Phosphorus in Phoenix: a budget and spatial representation of phosphorus in an urban ecosystem

  • Geneviève S. Metson (Creator)
  • Rebecca L. Hale (Creator)
  • David Iwaniec (Creator)
  • Elizabeth M. Cook (Creator)
  • J. R. Corman (Creator)
  • Christopher S. Galletti (Creator)
  • Dan Childers (Creator)
  • Daniel L. Childers (Creator)



As urban environments dominate the landscape, we need to examine how limiting nutrients such as phosphorus (P) cycle in these novel ecosystems. Sustainable management of P resources is necessary to ensure global food security and to minimize freshwater pollution. We used a spatially explicit budget to quantify the pools and fluxes of P in the Greater Phoenix Area in Arizona, USA, using the boundaries of the Central Arizona–Phoenix Long-Term Ecological Research site.
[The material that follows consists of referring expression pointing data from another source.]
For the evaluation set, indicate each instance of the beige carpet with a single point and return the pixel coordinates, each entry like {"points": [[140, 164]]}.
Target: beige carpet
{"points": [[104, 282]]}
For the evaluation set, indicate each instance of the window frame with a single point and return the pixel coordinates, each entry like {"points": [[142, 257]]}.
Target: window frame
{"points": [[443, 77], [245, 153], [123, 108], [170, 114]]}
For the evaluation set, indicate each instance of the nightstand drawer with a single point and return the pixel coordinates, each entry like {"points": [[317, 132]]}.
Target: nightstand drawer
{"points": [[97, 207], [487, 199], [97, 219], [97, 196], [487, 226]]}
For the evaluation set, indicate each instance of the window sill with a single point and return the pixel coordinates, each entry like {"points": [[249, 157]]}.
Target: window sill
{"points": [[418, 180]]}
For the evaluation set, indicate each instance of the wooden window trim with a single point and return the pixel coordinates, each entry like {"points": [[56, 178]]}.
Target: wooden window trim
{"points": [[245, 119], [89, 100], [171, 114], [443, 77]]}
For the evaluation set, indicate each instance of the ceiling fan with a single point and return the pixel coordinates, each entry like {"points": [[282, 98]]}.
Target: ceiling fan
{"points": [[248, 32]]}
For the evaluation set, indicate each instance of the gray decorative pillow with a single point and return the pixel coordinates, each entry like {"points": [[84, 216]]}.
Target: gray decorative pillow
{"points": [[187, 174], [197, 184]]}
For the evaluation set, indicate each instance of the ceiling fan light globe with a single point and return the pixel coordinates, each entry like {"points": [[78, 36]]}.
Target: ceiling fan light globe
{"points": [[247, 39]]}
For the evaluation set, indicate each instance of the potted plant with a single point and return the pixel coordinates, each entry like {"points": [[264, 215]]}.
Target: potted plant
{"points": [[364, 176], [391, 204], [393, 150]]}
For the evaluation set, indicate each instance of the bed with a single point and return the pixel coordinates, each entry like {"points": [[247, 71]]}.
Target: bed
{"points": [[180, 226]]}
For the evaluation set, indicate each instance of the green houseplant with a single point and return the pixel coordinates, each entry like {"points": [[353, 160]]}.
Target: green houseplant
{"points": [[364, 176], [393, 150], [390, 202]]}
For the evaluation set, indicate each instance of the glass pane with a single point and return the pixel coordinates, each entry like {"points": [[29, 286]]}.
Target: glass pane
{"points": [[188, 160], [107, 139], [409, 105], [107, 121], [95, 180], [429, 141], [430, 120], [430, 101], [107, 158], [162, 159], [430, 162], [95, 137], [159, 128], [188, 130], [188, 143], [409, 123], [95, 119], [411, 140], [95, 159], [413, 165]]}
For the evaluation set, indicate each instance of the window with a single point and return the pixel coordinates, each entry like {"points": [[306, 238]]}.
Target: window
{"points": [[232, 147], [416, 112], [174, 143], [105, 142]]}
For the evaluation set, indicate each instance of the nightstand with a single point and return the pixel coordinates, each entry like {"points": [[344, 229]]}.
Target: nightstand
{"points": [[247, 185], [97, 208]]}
Inputs were dominated by direct imports of food and fertilizer for local agriculture, while most outputs were small, including water, crops, and material destined for recycling. Internally, fluxes were dominated by transfers of food and feed from local agriculture and the recycling of human and animal excretion. Spatial correction of P dynamics across the city showed that human density and associated infrastructure, especially asphalt, dominated the distribution of P pools across the landscape. Phosphorus fluxes were dominated by agricultural production, with agricultural soils accumulating P. Human features (infrastructure, technology, and waste management decisions) and biophysical characteristics (soil properties, water fluxes, and storage) mediated P dynamics in Phoenix. P cycling was most notably affected by water management practices that conserve and recycle water, preventing the loss of waterborne P from the ecosystem. P is not intentionally managed, and as a result, changes in land use and demographics, particularly increased urbanization and declining agriculture, may lead to increased losses of P from this system. We suggest that city managers should minimize cross-boundary fluxes of P to the city. Reduced P fluxes may be accomplished through more efficient recycling of waste, therefore decreasing dependence on external nonrenewable P resources and minimizing aquatic pollution. Our spatial approach and consideration of both pools and fluxes across a heterogeneous urban ecosystem increases the utility of nutrient budgets for city managers. Our budget explicitly links processes that affect P cycling across space with the management of other resources (e.g., water). A holistic management strategy that deliberately couples the management of P and other resources should be a priority for cities in achieving urban sustainability.